第25話 遭遇1

放課後、大体いつも一緒に帰っていた春野さんに、今日は用事があるからと断られた。何か少し悲しかった。それで、友人と一緒に帰っていた。今日は部活がないらしい。こうやって二人きりで友人と帰るのは、中学時代に友人になる前に、幼馴染のことをどう思ってるんだって逆ギレされた時以来である。


「なあ、雀。俺。浮気されてるかも知れない。」


「……それはない」

寝言を言っていた。幼馴染が浮気って、何を言っているのだろうかこのバカップルの片割れ。あり得ないだろ。

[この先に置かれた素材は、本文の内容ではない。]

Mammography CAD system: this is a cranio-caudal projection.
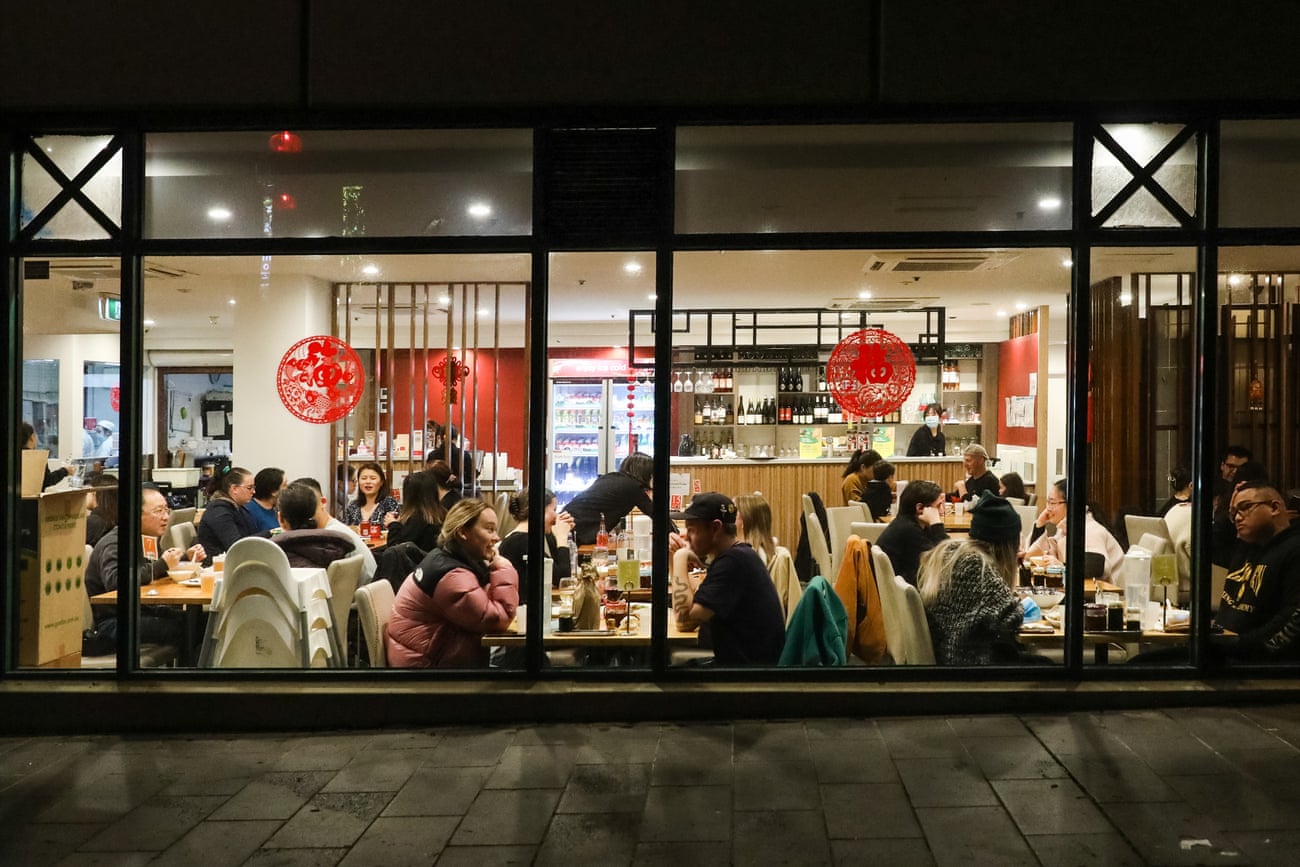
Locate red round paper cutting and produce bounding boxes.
[826,328,917,417]
[276,335,365,425]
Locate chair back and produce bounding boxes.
[355,581,397,668]
[803,494,836,581]
[159,521,199,551]
[1011,506,1039,541]
[893,575,935,666]
[325,554,365,659]
[1125,515,1174,549]
[849,521,889,545]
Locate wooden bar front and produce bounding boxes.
[672,458,966,552]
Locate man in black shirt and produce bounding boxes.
[670,493,785,666]
[957,442,998,500]
[1213,481,1300,659]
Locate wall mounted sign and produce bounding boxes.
[276,335,365,425]
[826,328,917,419]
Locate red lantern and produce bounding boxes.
[270,130,303,153]
[826,328,917,417]
[276,335,365,425]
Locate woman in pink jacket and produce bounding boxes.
[387,499,519,668]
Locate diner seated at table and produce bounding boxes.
[862,460,898,521]
[198,467,270,564]
[82,487,205,655]
[876,478,948,586]
[386,499,519,668]
[670,491,785,666]
[907,485,1024,666]
[387,471,447,554]
[270,485,352,569]
[244,467,285,530]
[497,487,573,603]
[291,476,376,584]
[343,460,402,526]
[1024,478,1125,584]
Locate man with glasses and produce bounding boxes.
[1214,481,1300,660]
[83,487,205,655]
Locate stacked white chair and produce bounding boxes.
[200,537,339,668]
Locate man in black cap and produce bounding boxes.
[670,493,785,666]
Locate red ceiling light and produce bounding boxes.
[270,130,303,153]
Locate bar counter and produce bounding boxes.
[671,456,966,554]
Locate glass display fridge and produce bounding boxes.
[546,359,654,508]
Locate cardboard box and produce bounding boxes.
[18,490,86,666]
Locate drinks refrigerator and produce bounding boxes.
[546,359,654,509]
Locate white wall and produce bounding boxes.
[231,277,333,482]
[22,334,121,458]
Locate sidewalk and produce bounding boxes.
[0,705,1300,867]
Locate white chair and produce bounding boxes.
[355,581,397,668]
[1125,515,1174,549]
[826,503,862,575]
[1011,506,1039,541]
[325,554,365,660]
[849,521,889,545]
[159,521,199,551]
[803,494,835,581]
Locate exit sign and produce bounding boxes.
[99,295,122,322]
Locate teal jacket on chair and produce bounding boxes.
[779,575,849,666]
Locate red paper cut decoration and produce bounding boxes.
[276,335,365,425]
[430,355,469,403]
[826,328,917,417]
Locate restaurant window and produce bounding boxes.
[1219,121,1300,226]
[140,255,529,671]
[1069,247,1197,664]
[144,130,532,238]
[676,123,1071,234]
[18,135,122,240]
[1092,123,1199,229]
[18,256,121,668]
[665,248,1070,667]
[543,250,655,671]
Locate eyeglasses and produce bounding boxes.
[1227,499,1273,521]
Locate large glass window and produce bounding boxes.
[676,123,1071,235]
[144,130,532,238]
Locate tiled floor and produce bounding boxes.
[0,706,1300,867]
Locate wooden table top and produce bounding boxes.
[90,576,212,606]
[482,606,699,647]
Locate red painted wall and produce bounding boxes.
[993,334,1047,447]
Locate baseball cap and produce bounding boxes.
[672,491,736,524]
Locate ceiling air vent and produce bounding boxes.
[862,250,1018,274]
[826,296,939,313]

「でも、今日俺、一緒に帰ろうって言ったら断れたんだぞ。」

いや、そんなことあるだろ。


「たまたまでしょ。」

めんどくさいバカップルだよ。本当に。


「それでコソコソ何処かに行こうとしてるんだよ。」


「はぁあ。大丈夫だと思いますよ」

なんかサプライズの準備をしようとしてるんじゃないかな?知らんけど。


「それでな、探しに行くぞ」


「僕も?」

何で、そんな面倒な事に付き合わないといけないんだよ。


「当たり前だろ。」


「……怠い、嫌だ、面倒くさい」

今日は、帰って、寝るのだ。そう決めたのだ。だから、そんな面倒ごとは拒否をしたい。


「いや、お前、服装選びと人調べしただろ。」

…そうなんだよな。貸しがあるんだよな。


…もしかしたら、

「……うん、ああ。分かったちょっと待ってくれますか。」


もしかしたら、雀さんと一緒にいるのかも知れない。ふと、そう思って、連絡してみた。

『ねえ、幼馴染と一緒にいますか?』


数秒して返信が返ってきた。

『……良くわかったわね。ストーカー君、間違えた雀君』

思わず、メッセージに小さく笑った。


『いや、今隣で幼馴染の浮気を疑ってるやつがいて』

そう送るとすぐに返信が返ってきた。


『うん、ああ。ただの女子会ですよ。ホラ』

そんなメッセージと無表情の春野さんと笑顔の幼馴染のツーショットの写真が送られてきた。


『了解です』

そう返して

「鈴華さんと一緒にいるって」

そう言いながら送られてきた写真を見せた。


「うん、ああなるほど。じゃあ、俺らは男子会するか。」


「……帰りたい。」

男子会とかやらなくても良い。


「行くぞ。」


「何処に?」


「お前家」

なんで、僕の家に来るんだよ。めんどうくさい。


「……嫌だよ。帰れ」

ちょうど、別れ道だったので、そう言うと


「しょうがないな。また、明日。」

小さく笑いながら友人は帰っていった。


「さようなら。」


そう言って友人と別れて、一人で帰り道を歩き始めた。

一人で帰っていたときは、対して気が付かなかったが、まあまあ寂しいものだ。

人間強度下がったなこれ。


「こんにちわ。天野さん」

しばらく歩いていたら声をかけられた。その声は知っていた。


「ああ……こんにちわ。えっと、家こっちでしたっけ?愛甲さん」

容疑者候補にあがった委員長の愛甲さんだった。僕の家の方向から学校に向かって歩いていた。思わず挙動不審になって警戒してしまった。


「いえ、出かける途中なんですよ。本屋に」

愛甲さんはそう言って小さく笑った。


「ああ、なるほど。」

普通にたまたまか。そう言う事もあるか。


「天野君は、帰宅中ですか?鈴華さんは?」


「えっ、今日は、別々です。」


「まあ、いろいろ大変でしたけど。私は二人を応援してますから。成志君が戻ってきても、何かしてこないように私がちゃんと目を光らせておくからね。」

愛甲さんはそう言って小さく笑っていた。やっぱりいい人なのか。まあ動機ないしな。


「ありがとうございます。では、さようなら」

僕は、丁寧に頭を下げて歩き始めた。


「さよなら、天野君、気をつけてくださいね。」

やっぱり、この人は違うな。帰ろう。

とりあえず、手掛かりがない手紙の犯人は迷宮入りしそうだった。


えっ、待って。何で春野さんは、幼馴染と女子会って最初から言わなかったのだろうか?いや、僕が気にすることではないか。……帰ろう。